Przeszła ablację. Dziś głośno mówi o skutkach zabiegu

Dominika Ostałowska 18 lutego 2025 roku obchodzi 54. urodziny. Aktorka nie boi się trudnych tematów - publicznie opowiada m.in. o problemach zdrowotnych i uzależnionym od alkoholu ojcu.

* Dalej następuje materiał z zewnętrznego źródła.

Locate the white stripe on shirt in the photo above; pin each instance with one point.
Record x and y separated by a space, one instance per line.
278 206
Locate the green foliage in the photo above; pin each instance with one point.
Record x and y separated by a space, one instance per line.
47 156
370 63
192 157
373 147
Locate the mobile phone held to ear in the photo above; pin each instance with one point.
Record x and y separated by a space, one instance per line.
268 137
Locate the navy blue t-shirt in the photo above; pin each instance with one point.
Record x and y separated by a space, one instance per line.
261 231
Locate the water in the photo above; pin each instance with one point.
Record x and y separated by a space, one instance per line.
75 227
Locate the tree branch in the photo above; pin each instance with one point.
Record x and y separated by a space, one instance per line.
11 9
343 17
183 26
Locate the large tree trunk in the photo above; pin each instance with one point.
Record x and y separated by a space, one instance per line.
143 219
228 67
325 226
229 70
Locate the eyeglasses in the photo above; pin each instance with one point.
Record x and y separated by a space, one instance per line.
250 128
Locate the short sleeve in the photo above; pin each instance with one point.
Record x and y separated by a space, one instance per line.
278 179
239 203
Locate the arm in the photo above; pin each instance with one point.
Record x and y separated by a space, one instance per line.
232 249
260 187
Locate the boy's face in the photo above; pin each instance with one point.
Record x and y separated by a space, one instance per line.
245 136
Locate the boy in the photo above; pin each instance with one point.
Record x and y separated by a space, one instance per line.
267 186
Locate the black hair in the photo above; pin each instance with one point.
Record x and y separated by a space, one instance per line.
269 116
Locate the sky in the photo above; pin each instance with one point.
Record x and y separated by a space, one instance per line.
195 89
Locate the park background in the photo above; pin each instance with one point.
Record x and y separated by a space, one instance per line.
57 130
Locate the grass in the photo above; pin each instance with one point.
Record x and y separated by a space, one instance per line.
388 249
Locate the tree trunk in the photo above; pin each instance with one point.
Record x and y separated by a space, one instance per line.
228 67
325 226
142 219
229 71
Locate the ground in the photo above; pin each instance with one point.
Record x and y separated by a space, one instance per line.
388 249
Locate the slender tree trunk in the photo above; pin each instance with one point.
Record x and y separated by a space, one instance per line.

Dominika Ostałowska świętuje urodziny
Dominika Ostałowska świętuje urodziny
Źródło zdjęć: © AKPA

Wydarzenia z dzieciństwa i okresu dorastania odcisnęły piętno na życiu Dominiki Ostałowskiej. Nabawiła się problemów natury kardiologicznej. W rozmowie z "Dzień Dobry TVN", aktorka ujawniła jakiś czas temu, że pierwsze symptomy pojawiły się już w wieku 20 lat, ale początkowo je bagatelizowała.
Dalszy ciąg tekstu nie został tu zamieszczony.